Daniel, Faith and I have not lost hope and we shall try to brain wash her again come next month when she will be back in India.

Disclaimer. Names of individuals and institutions have been deliberately changed. Any resemblance to living individuals or institutions is entirely intentional.

23 thoughts on “Story 21. The Accusation.”

  1. What a bizzare story.

    Strange legal system that can have someone imprisoned without any evidence of wrong doing.

    As to “brain wash her again come next month”: Why? To do what?

    Ursula recently posted..Butterfly

      1. She will have to work through her grief in her own time. She will also have to heal and overcome her bitterness in her own way. It is only natural that those who care for her would try to convince her to put the past behind and move on. However, she alone can decide when she is ready to face the world again on her own terms. I certainly appreciate that family/friends are rallying around her and pray that with their support and love, she will once again see clear skies.

  2. This reads like what I’ve seen on TV’s Dateline. Ramana, are these your friends or did you make this up?

    1. Every single one of them exists bar the one that died. I have changed names and have not given any indication of the state but people who know me personally can easily identify all these characters or their counterparts in local communities. What is fiction if not articulation of real life situations by changing names and places? In fact truth is indeed often stranger than fiction.

      For work among tribals, here is a link that will take you to a tribal area within my state that you have visited.

      1. I know you don’t LIE. I was teasing you, as you know. Your post would make an excellent Hollywood movie.

  3. Poor Audrey! Glad she made it out. I hate that the father-in-law couldn’t get past his grief… It may be quite awhile before she will want to come home. Sometimes a different environment is what you need.

  4. In my book this is an example of why young people should have the freedom to choose their own partners in life. I think there has been enough interference in Audrey’s life so far, and she should be allowed to choose her own road to happiness and contentment.
    Grannymar recently posted..Sunday one liners ~ 3

    1. Had Audrey wanted to choose her own partner for life, her parents would not have objected. This was a one off. In our country, the girls, even highly educated ones from liberal families still ask their parents to arrange suitable matches. Those alliances have as much of successes or failures as the so called love marriages.

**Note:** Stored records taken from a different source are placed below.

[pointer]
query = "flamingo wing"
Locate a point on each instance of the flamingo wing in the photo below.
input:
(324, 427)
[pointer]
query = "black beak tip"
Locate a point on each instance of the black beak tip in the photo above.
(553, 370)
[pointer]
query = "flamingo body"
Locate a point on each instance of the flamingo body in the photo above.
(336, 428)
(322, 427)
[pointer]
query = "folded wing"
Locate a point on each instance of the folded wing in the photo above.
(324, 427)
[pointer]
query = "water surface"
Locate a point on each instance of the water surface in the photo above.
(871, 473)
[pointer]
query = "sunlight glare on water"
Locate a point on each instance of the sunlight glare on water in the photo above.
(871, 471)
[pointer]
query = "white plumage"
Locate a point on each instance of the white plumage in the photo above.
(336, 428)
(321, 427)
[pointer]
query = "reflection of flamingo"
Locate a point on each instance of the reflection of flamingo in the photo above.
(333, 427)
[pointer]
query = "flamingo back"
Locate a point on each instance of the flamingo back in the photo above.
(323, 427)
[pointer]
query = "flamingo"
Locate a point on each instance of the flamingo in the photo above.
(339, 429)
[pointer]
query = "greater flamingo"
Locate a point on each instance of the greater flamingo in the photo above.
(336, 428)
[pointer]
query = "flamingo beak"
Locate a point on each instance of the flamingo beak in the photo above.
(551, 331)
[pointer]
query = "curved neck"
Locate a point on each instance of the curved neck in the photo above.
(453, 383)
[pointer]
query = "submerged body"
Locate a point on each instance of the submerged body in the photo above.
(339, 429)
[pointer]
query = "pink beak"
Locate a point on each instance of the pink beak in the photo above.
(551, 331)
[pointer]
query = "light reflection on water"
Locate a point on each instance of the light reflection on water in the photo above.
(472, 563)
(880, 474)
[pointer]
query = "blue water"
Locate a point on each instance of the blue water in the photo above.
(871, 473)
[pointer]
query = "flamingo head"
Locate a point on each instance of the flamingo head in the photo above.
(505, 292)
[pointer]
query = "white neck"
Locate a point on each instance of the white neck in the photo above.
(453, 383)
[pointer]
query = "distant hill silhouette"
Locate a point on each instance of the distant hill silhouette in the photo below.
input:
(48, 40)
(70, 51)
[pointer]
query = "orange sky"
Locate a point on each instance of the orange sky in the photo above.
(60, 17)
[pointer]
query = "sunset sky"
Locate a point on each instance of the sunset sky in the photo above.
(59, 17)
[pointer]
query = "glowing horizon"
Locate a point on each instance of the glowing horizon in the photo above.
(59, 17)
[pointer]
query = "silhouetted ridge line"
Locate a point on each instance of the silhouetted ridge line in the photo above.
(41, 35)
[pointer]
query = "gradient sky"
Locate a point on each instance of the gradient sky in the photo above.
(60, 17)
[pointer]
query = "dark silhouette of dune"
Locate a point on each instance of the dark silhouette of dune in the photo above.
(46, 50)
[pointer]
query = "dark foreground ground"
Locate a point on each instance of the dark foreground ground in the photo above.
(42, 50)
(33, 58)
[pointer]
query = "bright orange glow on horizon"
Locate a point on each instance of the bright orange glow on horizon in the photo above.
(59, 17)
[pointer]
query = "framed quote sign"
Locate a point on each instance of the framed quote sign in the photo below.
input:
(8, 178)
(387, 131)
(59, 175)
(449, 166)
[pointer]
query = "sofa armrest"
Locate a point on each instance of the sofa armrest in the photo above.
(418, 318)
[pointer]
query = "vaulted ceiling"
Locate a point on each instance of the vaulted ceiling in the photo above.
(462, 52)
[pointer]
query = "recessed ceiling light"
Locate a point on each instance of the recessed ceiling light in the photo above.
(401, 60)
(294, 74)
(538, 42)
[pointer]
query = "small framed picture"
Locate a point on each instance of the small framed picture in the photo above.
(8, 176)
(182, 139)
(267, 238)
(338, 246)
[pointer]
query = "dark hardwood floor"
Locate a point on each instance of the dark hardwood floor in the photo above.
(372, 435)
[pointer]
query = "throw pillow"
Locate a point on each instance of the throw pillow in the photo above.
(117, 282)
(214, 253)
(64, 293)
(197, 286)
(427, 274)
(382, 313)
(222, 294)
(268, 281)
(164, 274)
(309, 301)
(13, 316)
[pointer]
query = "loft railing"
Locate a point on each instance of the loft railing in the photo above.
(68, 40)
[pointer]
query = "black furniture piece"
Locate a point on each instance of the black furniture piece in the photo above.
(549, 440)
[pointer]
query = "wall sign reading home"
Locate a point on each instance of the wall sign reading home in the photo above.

    1. That she has. I would not rush to say that she would not return if the brain washing continued. I know that girl. She can take on the likes of her parents and me and leave us panting for breath.

  5. what an amazing story.
    she is velvet ~ encasing a backbone of steel.
    go audrey! follow your heart.
    and i’m sorry. but evil bitterness and a vengeful heart disguised as grief is still evil in my book. boo on his father. what a sad and hateful man.
    tammyj recently posted..have you ever?

  6. A presswala and his wife, on my road, parted company around two years ago when the wife refused to return home with the husband to their native village. She kept the press (ironing stand) going and continued to send her children to school. The husband was found dead recently, apparently murdered. The woman was dragged off to jail along with her father, accused by the husband’s relatives of getting him murdered. She’s out right now and back with her kids, although, not being a Hindi speaker, I’m not sure if the charges have been dropped. I don’t even know the woman’s proper name. I hope she’s okay. God help any woman in India whose husband dies. I’ve heard of too many wives blamed for their husband’s deaths.
    Maria recently posted..Blogging the MOOC – The Future of Storytelling with Iversity – Part II and Part III

    1. And, irrespective of the merits of the case, every unnatural death of a woman in cities now result in the parents of the woman complaining of dowry harassment and the husband and his family undergoing torturous times. We do live in very peculiar times.